Elan CEO Defends Alzheimer Drug; Selloff 'Unjustified'
Inconclusive test results for a new Alzheimer's drug caused an "unjustified" selloff in stocks for pharmaceutical companies Elan and Wyeth, Elan CEO Kelly Martin told CNBC.
Expectations of the trial, which was designed to test the safety and biological effects of the drug bapineuzumab, were "outsized" by Wall Street, Martin said.
Although the study didn't reach any significant endpoints, the company reached its goal by learning about the drug's efficacy and safety, he said. (See video for the full interview with Martin.)

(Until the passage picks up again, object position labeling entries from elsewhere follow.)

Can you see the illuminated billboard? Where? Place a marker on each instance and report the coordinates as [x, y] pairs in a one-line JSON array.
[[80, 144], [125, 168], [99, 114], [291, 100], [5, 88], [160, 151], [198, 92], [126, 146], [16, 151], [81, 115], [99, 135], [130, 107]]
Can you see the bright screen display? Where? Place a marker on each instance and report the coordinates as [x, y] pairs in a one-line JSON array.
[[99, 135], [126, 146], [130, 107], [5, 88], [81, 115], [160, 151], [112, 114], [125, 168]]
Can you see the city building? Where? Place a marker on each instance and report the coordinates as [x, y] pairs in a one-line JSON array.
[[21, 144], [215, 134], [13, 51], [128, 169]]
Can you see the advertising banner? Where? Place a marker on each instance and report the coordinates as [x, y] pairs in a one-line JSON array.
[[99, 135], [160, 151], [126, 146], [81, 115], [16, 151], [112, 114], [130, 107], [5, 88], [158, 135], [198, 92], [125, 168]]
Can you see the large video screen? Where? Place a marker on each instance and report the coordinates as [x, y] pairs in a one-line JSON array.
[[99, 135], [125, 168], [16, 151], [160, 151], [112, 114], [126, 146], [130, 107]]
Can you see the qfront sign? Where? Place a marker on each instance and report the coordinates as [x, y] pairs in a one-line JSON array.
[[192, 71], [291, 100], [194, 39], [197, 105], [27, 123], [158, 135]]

"Clearly, there is a gap in knowledge with the marketplace and the investors with the data," he said. "A relatively small phase 2 Alzheimer's trial is never going to be able to answer all the questions about Alzheimer's that have existed."
Shares of Elan lost about one-third of their value and were down more than $12 in early morning trade. Shares of Wyeth fell more than $5. The two companies are co-developers of the drug.
Tuesday's results showed the drug raised the risk of a potentially serious side effect, especially in people with a genetic risk of the disease, the companies said.
Twelve people with mild-to-moderate Alzheimer's, who were treated with the drug, developed a build-up of fluid in the brain called vasogenic edema, according to the study. Ten of those cases were in people who have the ApoE4 gene, which significantly raises their risk of developing Alzheimer's disease. The other two were in non-carriers of the gene.
The side effect appeared to be "strongly related" to the dose of the drug people took, said Dr. Ronald Black, assistant vice president in neuroscience research at Wyeth.
Preliminary findings released last month showed the drug failed to boost memory and functionality in most of 234 patients over 18 months.
Carriers of ApoE4, 60 percent of those who got the drug and 70 percent who got the placebo, did not show any improvement in their ability to think or function.
But in the non-carriers of ApoE4, the companies did find a statistically significant improvement in these measures.
In the phase 3 study, the companies plan to give higher doses of the drug to people who do not carry the ApoE4 gene, and a single low dose to the ApoE4 carriers.
The companies plan to meet with regulators about the final design of the four late-stage clinical trials, which will involve 4,100 patients, Black said.
--Reuters contributed to this report.